Paul Antoinen, a philanthropist, had taken several days to find a good name for this company. As for the project itself, today’s actual concerns worldwide left no doubt in his mind where he would like to invest his money. The project has been under way for nearly a year. They wished to be finished with this project in two years. The halfway point was approaching. He knew his team, at least he thought he did, but after the past few months and then today’s meeting, ouch. Paul downed his whiskey, shook his head and decided on a refill.
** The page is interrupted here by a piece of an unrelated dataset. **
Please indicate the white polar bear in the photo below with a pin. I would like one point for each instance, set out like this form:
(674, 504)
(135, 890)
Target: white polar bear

He glanced through his notes, picked up a pen and wrote down the team members’ names. Jane, Ramona, Amancio, Tom and Simon. Jane and Ramona were working fine together. Amancio, Tom and Simon were having problems. Jane had taken on the leadership of the team. The question arose: Was she considered a problem? I have an open door; no one has put up any complaints until now. Amancio, being Cuban, has some problems with the language, but so does Ramona, being from Curaçao. Tom and Simon, mmh. Today I did feel a bit of tension between them, then I tossed it out thinking I’m imagining things.
Notes: Jane and Ramona have taken on contacts in France, Germany, Austria and the United Kingdom. Several ideas have arisen through their networking which look to be very promising at helping to achieve a purer climate. Amancio has taken on contacts in the southern hemisphere: Australia, Indonesia and Brazil. I found his report today to be quite interesting, whereas Tom and Simon’s reports on their contacts with Russia, the Netherlands and Sweden were, mildly speaking, a disappointment. Simon feels we need to add to the team to reach more countries. All members have expanded their networking beyond the mentioned countries.
Amancio was very excited about a new gadget he discovered through his contacts. He said he’d do some more investigating before he gave away any details. Tom has asked for time off; perhaps it’s a good idea for him to clear his head. He can be quite stubborn at times. Too bad, he’s really good at his job, but I’m beginning to think he’s not such a good team player. Perhaps he’d rather have been in charge of the whole team! He also did not look well at all today. Simon remains Simon, a peacemaker in the making. He’ll take on the ‚dirty jobs’ such as running after the contacts, pulling the pieces together which the others have just thrown out into the open while expecting someone to find some order of arrangement.
Paul decided he’d speak with Simon and Tom separately, maybe the talks would put some new light on what seems to have been hidden from him. He prayed they would.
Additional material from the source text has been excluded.